New York (CNN) -- Sarah Palin begins her manipulation of the readers of her book "Going Rogue" in the title, embracing as a badge of honor the accusation leveled at her by McCain campaign staffers during the last bitter days of election 2008 -- even though she's exemplified the political insider throughout her career.
In "Going Rogue," she describes the campaign as disorganized and defeatist and writes that Republican presidential candidate Sen. John McCain's aides had a "jaded aura" about them.
She's a "diva" who is "playing for her own future and sees herself as the next leader of the party," one anonymous McCain staffer alleged at the time. Now, Palin wants payback.
It's not yet clear who will emerge the victor in this Republican Party version of "Thunderdome." But it's telling that Palin intends to twist the meaning of "rogue" -- an untrustworthy and unprincipled person -- into its very opposite.
She writes that when the McCain team decided to pull out of Michigan, she disagreed and broke ranks by telling reporters about their difference of opinion.
Palin wanted to make an issue of Barack Obama's link to the Rev. Jeremiah Wright, while McCain wanted to give the reverend a rest. Again, she went to the media, this time the ever-adoring William Kristol, then a columnist for The New York Times, with her tale of woe.
In particular, she takes shots at "grim-faced" and "rotund" campaign strategist Steve Schmidt for swearing in front of her daughter, belittling her, criticizing her for being on the Atkins diet and setting her up for a disastrous tête-à-tête with Katie Couric, while unfairly lambasting her for succumbing to a Canadian prankster posing as French President Nicolas Sarkozy.
She's still miffed about election night, when she wanted to give a concession speech, an unprecedented soapbox for a losing vice presidential candidate, and the McCain team kept her off the podium.
Schmidt calls the book a "total fiction" and has said that if the GOP nominated Palin for president in 2012, the result would be "catastrophic."
Beyond the intra-party knife-fight, "Going Rogue" has two purposes: to burnish Palin's credentials as a Washington outsider and refugee from the old boys' club and to cement her image as a victim of the mainstream media elite, who, according to Palin, have never given her a fair shake -- hence her strategy of taking her message directly to the people, instead of speaking through the "media filter."
There might indeed be something charmingly roguish about this maneuver, if it weren't so disingenuous.
As Jane Mayer wrote in her eye-opening New Yorker magazine piece, before McCain picked her from seeming obscurity, Palin was championed by a coterie of establishment conservatives, including Kristol; Michael Gerson, a former Bush speech writer and columnist at The Washington Post; and Fred Barnes, an editor at the neocon bible, the Weekly Standard. These are card-carrying members of the elite media boys' club if there ever was one.
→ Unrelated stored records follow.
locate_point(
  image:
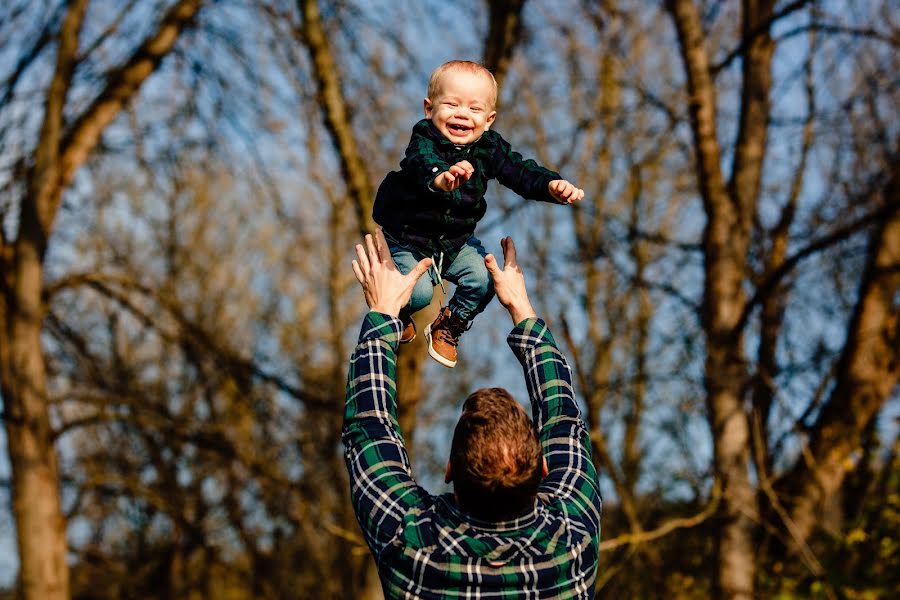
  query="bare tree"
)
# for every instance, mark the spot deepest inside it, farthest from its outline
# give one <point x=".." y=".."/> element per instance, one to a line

Just recently, she signed onto an open letter organized by neocon usual suspects Kristol and Robert Kagan urging President Obama to ratchet up the war in Afghanistan.
Her book is being published by HarperCollins, a division of Rupert Murdoch's News Corp., the second largest media company in the world.
Palin reportedly received as much as $7 million for the book, which topped the Amazon.com bestseller lists for weeks, and has been interviewed by Oprah Winfrey and Barbara Walters to promote it.
There's no other "average hockey mom" in the world who gets this kind of press.
But it's not just recently that Palin has demonstrated an eagerness to exploit connections in the political and media elite.
While she was mayor of Wasilla, The Washington Post reported, she hired a Washington-based lobbyist, Steven Silver, to secure $27 million in federal earmarks for a town of just 6,700 residents.
As governor, she presided over a state that ranked No. 1 in pork barrel spending in 2008, according to Taxpayers for Common Sense, and hired an East Coast PR company to promote a gas pipeline in Alaska.
Whatever her limitations with the English language, "rogue" is one word Sarah Palin knows well. She's used it to tar her opponents in the Troopergate scandal, and angry campaign colleagues have employed it against her.
Now she wants it as an honorific. Perhaps that gesture is a bit roguish, in a way, but the reality is that her carefully crafted image is entirely conventional.
Recall the last GOP leading light to claim "Washington outsider" status: George W. Bush. Given that Bush was the son of a former president, Palin's claim to that title is slightly less preposterous -- but only slightly.
The opinions expressed in this commentary are solely those of Betsy Reed and Richard Kim.